Yesterday Rolly and I were out and about with my beautiful 84-year-old mother. We had decided that we needed a day away, and as my mom loves the USA, land of her birth, we headed across the border at Sarnia to Port Huron, Michigan. There were no delays at the border crossing and in less than an hour we were at our first stop, a good old Dollar Tree store. We have them here too, but their deals are even better there, and in twenty minutes both Mom and I had each picked out about two dozen miscellaneous greeting cards to stock up our stashes again. They are always only fifty cents rather than a dollar, as they are here, and the quality and variety is very good too.
Mom is like a little Miss Congeniality in her Seniors’ Complex. She is all of five foot nothing of caring, love, and compassion for those who are hurting or lonely. She is never one to forget her kids’, grandkids’ or close friends’ birthdays either, so she is always in need of cards. Some of them she sends by mail, others she gives with gifts of her homemade chocolates (or muffins for under the weather neighbours.) The bright dinosaur or animals holding balloons cards are meant for taping to gifts for her little treasures— those great grandsons, Finley, Joshua, Jacob, Ethan, and Brayden.

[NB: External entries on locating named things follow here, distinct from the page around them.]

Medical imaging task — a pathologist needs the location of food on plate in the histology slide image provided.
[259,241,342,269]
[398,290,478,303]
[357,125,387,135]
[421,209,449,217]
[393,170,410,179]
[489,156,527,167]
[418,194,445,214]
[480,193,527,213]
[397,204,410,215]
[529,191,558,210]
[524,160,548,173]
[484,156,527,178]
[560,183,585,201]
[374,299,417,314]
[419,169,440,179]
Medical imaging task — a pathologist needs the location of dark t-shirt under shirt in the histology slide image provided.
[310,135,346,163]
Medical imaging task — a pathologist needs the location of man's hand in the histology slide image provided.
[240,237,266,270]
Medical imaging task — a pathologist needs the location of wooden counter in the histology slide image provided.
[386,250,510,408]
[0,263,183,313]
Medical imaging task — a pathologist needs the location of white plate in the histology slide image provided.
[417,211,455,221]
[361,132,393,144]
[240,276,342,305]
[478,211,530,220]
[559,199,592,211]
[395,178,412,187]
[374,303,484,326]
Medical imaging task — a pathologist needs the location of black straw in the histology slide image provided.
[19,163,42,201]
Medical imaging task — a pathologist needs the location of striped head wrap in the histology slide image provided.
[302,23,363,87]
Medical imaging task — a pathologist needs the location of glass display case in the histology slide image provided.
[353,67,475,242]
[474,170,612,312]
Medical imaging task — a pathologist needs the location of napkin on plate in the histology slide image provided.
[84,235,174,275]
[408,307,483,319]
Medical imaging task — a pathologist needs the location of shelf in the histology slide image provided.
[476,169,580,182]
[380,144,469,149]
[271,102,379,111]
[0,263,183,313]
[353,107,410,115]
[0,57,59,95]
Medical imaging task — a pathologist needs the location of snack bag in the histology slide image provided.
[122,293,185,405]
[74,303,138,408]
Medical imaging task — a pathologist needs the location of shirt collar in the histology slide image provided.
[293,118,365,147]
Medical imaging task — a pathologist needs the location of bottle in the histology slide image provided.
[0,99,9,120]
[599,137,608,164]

Another grandbaby is on the way in early May and Mom can hardly bear not know whether she should be buying a gift for a baby boy or baby girl. (Later on in our shopping excursion she buys both.) She has confessed to quizzing little Jacob, the future big brother, as to whether he is going to be getting a baby brother or a baby sister. She knows her granddaughter, Andrea, told us all that she and her husband want to be surprised. Still, Mom is so desperate to know, that she is hanging onto the remote possibility that they may have changed their minds and that by now little Jacob may have overheard something. He is not quite three, but he never forgets a thing.
I, for one, have not stooped so low as to try to pump the poor little potential stool pigeon for information. It somehow just seems wrong! Great Grandmas on the other hand are probably under some kind of special dispensation for this kind of uncontrollable behaviour—a kind of “Need to know! Need to knit!” compulsion. But then again, my mom doesn’t knit. She gave it up for lent 75 years ago and lost the knack. (There has to be some explanation for this apparent deficit in her otherwise overabundant skill set!)

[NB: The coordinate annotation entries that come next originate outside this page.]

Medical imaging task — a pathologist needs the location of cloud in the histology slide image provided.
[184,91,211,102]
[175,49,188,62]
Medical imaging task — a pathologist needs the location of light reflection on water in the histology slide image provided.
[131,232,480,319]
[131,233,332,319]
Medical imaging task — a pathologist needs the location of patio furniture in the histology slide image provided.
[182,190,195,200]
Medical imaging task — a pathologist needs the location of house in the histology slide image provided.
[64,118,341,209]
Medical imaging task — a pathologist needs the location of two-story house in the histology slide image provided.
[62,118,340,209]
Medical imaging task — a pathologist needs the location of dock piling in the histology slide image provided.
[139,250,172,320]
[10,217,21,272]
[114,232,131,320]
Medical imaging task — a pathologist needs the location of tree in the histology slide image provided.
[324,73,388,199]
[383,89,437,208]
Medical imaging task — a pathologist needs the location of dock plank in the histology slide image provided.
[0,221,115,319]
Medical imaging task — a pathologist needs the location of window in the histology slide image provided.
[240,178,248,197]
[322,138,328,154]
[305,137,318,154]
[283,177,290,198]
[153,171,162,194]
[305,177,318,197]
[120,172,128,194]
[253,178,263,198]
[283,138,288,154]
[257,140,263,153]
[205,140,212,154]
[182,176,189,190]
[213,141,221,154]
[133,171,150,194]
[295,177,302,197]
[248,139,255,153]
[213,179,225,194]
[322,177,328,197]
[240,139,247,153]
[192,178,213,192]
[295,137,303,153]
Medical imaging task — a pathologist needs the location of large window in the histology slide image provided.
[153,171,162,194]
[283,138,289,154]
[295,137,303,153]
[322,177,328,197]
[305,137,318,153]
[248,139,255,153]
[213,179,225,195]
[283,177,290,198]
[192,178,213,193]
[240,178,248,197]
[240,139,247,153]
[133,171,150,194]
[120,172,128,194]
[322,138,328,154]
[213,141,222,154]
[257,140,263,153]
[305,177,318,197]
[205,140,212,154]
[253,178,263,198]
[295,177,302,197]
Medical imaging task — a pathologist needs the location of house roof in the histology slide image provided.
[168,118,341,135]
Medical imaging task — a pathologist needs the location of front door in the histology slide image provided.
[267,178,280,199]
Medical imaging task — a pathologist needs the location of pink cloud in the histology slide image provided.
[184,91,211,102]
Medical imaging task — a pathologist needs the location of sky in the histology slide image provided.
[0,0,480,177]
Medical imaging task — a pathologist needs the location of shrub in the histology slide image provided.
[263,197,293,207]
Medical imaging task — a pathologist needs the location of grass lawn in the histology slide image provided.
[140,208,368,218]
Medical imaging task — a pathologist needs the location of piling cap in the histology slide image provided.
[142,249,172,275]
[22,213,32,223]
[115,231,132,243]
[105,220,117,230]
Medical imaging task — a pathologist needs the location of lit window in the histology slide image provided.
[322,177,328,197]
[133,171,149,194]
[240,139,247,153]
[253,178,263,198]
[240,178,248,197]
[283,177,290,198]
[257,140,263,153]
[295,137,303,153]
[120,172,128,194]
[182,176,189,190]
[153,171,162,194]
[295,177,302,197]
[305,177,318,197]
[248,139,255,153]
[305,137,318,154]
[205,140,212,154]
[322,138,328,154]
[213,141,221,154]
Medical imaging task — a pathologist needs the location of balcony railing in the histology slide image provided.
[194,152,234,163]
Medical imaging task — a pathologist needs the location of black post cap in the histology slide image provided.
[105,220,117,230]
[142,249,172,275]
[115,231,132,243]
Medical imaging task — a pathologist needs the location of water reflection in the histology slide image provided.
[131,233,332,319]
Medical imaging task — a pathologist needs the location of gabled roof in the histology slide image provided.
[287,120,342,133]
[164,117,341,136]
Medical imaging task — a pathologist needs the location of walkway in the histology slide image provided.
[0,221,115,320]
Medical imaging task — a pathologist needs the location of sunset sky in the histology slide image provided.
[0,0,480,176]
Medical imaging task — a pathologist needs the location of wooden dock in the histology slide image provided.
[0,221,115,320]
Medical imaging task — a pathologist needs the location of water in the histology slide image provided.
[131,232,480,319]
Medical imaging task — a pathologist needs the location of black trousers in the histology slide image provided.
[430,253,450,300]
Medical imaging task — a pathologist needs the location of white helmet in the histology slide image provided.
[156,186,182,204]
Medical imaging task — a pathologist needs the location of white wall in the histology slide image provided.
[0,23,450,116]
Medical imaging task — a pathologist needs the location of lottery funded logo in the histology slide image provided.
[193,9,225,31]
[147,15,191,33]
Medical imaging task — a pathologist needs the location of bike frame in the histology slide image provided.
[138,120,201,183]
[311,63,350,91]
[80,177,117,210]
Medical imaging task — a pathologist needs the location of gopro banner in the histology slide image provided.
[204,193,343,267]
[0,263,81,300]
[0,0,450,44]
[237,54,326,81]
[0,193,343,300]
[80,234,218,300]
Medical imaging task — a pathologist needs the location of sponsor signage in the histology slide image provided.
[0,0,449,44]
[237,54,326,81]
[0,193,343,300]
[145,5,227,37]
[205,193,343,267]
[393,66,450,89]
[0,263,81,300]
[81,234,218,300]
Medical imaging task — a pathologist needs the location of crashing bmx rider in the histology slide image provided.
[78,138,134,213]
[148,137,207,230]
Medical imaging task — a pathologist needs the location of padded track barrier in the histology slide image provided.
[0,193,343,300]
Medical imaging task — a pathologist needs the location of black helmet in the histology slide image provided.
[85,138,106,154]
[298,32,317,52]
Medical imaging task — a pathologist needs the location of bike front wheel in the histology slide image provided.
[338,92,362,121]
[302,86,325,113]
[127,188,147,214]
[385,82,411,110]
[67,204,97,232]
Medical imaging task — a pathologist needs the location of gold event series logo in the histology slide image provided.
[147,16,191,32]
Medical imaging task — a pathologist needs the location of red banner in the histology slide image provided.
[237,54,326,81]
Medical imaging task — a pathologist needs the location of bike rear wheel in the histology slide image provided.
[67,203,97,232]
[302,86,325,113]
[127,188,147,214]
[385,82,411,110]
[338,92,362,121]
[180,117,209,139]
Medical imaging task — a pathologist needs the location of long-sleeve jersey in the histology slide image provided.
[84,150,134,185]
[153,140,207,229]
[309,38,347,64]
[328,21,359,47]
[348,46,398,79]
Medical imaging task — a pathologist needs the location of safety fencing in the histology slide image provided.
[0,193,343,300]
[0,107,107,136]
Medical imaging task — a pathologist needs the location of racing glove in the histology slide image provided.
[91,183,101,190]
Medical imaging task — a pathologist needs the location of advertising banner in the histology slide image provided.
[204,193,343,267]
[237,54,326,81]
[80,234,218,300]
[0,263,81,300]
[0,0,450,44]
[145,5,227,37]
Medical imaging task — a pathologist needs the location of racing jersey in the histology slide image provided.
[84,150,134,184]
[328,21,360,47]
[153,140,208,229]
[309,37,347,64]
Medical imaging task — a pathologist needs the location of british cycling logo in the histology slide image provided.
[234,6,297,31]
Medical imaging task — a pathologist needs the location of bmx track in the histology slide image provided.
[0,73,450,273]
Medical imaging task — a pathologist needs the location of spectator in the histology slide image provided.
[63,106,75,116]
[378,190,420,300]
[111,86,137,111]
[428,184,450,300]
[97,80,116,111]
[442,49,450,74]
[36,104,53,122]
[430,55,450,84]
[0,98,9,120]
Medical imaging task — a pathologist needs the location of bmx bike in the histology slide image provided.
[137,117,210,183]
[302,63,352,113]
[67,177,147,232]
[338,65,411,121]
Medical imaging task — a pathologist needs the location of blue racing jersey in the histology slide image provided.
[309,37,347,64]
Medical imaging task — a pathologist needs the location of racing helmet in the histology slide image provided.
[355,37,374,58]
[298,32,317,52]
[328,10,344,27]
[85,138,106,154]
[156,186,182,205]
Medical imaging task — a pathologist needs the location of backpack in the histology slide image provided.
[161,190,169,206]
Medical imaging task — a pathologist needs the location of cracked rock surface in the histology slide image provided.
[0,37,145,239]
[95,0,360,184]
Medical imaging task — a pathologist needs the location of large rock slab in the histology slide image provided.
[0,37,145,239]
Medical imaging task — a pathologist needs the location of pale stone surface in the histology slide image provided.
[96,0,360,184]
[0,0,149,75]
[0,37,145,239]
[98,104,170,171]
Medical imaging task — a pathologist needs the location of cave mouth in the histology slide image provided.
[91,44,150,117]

Off we headed to the shoe store, where both Mom and I tried on several pairs apiece. I was able to find a great pair of brown suede boots which actually fit very well, in addition to two pairs of shoes. The much greater range of shoe widths led to almost immediate success. After a discouraging half dozen trips to London in search of anything in my elusive size it was a real victory. I can finally throw away my leaky boots! Mom is fun to shoe shop with because she is still so trendy in her fashion sense, despite her age. She likes lots of bling and a bit of a heel, and if it even hints of orthopaedic, it’s straight back into the box. No shoes for her this time, but I suspected that it was because she was hoping to spend her permitted cross-border shopping dollars on gifts for the little ones on her list. A little while later she proved my intuition entirely correct.
If the rest of the world could be so blessed, to be able to spend an afternoon every now and then with the kind of person my mom is, the pharmaceutical companies would likely go broke. There would be a whole lot less anxiety, depression, and general sadness in the population as the ratio of smiles and laughter increased. The conversations between Mom and I were both interesting and comic at times.

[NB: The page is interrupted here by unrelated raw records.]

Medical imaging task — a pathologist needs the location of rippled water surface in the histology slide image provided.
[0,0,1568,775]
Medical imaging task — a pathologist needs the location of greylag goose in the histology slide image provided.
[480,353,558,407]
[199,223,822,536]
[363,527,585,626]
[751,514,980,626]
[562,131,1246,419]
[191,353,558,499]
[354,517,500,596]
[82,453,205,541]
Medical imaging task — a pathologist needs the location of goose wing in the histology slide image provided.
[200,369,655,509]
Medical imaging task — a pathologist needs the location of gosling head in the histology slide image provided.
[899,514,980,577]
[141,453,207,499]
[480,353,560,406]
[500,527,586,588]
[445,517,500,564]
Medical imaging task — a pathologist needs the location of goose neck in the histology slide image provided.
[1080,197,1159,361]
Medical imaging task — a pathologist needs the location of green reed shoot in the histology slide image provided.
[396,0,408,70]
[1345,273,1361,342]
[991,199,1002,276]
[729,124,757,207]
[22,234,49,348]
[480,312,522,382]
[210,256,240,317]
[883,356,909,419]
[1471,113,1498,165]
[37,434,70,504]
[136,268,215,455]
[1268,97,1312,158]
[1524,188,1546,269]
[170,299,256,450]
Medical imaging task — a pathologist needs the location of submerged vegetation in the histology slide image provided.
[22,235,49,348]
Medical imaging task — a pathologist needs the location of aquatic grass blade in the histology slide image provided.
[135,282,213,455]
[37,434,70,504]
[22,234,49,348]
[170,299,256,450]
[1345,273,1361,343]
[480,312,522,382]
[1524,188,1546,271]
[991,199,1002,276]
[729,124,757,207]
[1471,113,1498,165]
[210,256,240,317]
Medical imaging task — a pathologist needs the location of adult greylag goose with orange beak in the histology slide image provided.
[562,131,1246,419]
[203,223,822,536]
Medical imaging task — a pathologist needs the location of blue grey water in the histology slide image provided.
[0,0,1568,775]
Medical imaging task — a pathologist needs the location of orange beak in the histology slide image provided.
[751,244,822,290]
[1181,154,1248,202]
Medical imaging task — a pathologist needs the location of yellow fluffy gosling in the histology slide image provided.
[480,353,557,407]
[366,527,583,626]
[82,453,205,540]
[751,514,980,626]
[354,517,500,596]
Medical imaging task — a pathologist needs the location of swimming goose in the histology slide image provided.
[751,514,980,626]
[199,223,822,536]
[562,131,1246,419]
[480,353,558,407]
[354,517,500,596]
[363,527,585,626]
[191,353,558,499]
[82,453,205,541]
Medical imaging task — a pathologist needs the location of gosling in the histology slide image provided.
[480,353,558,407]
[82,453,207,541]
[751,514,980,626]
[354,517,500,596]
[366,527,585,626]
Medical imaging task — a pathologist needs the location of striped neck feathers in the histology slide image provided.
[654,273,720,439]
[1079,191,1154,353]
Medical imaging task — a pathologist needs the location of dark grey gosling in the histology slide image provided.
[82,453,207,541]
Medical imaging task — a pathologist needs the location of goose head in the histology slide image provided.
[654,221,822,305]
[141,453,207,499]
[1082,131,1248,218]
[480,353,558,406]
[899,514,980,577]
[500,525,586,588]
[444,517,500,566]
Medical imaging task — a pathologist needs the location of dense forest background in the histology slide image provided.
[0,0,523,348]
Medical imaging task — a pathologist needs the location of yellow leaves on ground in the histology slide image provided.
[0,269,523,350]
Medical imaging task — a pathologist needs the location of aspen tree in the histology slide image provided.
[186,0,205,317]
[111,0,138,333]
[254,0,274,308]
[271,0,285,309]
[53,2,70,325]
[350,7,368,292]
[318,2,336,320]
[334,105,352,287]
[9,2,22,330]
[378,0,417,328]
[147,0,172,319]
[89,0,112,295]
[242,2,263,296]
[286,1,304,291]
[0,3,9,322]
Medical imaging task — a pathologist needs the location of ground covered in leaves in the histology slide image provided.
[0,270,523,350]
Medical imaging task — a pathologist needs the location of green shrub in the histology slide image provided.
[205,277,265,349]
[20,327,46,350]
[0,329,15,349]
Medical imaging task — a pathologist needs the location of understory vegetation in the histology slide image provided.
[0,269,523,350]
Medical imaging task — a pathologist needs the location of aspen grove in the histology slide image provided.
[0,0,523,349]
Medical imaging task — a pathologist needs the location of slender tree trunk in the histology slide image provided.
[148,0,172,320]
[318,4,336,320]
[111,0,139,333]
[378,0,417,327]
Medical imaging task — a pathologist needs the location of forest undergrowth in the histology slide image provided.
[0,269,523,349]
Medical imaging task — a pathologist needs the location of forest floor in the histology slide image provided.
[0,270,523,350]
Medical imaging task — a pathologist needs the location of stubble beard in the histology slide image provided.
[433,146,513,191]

Mom: “Do you think an icicle could ever come down and stab you to death?”
Me: “Not unless I decide to lie down underneath the edge of that building and wait until one comes down and stabs me in the heart.”
Mom: “I don’t think I can eat spicy soup so late. I might get indigestion when I go to bed!”
Me: “But it’s only 2:30 in the afternoon Mom. What time are you planning on going to bed anyway?”
Mom: “Do these look like old lady shoes?” (She has a terrible fear of old lady shoes.)
Me: “Aaah! These are the most comfortable shoes in the world! I don’t even want to take them off!”
Mom: (only half under her breath) “Yuck!”
I had a great day yesterday, a day that was special because of the things it reminded me of. Our Mom is happiest when her kids, and her grandkids (and all of our spouses too) are happy. She knows that this one, and that one, may have their struggles and trials at times, but she counts on us supporting one another through them. That’s the way she and Dad raised us, and she is trusting us now, even though we have become large in number, to continue to do that in the same way as we always did. She takes great joy in hearing from each of us about how that is actually playing out in our lives. I for one would never want to be the one who disappoints her. It would pretty much be like that icicle stabbing me in the heart!